Friday, June 13, 2008

More talk about evil speculators from Congress

Congress has been haranguing the CFTC and their oversight of speculators in the futures markets. Congress "knows" that speculators must be responsible for the high commodity prices. It is not high demand for oil from emerging markets. It is not the high demand for ethanol and the bad weather or droughts around the world. It has to be speculators.
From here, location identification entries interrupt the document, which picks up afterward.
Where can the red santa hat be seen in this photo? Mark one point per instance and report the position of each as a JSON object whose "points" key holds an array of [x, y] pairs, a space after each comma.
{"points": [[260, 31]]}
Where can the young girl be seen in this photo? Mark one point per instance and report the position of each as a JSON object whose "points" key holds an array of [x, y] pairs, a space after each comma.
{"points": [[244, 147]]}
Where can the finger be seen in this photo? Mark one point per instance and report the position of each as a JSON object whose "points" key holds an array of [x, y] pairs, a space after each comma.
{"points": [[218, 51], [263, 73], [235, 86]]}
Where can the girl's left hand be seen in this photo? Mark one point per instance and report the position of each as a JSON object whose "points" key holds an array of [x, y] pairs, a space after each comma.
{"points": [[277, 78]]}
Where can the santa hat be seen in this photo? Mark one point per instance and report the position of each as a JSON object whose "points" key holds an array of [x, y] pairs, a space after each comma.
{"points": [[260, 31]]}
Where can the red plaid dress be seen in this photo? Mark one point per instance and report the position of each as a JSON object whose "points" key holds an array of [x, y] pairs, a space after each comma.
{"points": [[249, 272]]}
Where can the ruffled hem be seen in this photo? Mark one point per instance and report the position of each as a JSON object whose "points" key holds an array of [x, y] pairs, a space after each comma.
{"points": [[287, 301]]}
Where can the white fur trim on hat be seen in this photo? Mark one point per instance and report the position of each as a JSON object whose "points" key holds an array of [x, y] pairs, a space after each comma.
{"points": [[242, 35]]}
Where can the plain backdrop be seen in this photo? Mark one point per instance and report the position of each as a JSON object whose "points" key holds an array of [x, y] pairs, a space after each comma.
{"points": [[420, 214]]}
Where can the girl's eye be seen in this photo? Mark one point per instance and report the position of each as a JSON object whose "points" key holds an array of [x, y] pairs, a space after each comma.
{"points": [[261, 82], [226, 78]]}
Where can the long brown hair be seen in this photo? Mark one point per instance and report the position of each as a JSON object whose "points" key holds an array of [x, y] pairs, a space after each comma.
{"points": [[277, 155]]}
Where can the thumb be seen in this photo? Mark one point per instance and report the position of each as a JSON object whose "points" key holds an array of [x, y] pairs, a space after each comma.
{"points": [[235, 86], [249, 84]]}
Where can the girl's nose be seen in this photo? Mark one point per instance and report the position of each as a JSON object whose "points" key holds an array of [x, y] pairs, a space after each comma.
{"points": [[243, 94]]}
There is no doubt that index players have increased their presence in the markets and that commodity fund trading has increased significantly. However, beyond the fact that there is more trading volume and larger open interest there is not a lot of work concerning the impact of indexers and speculation on the futures market. Here are some ideas on how to look at this issue:

  • Analyze the basis - If there is excessive speculation in the futures markets then there will be unusual behavior in the basis between cash and futures markets. Futures should be moving higher without the same impact on the cash price.
  • Analyze the backwardation - Speculative long positions will drive up prices relative to the cash price which will change the market from backwardation to contango. Note that if the market goes into contango, the long speculators will have losing positions regardless of the cash price moving. This will force some of the indexers out of the market.
  • Testing the roll periods - The commodity indexes have specific rules on the roll of futures from one contract period to another. The size of indexers will cause price pressure on the roll period that would not exist for contracts that are not included in the index. Periods outside the roll rules will see less price pressure. This is easy to determine and would show if indexers are not being matched by other market participants.
It is a good time for testing of market behavior without value-laden demagoguery.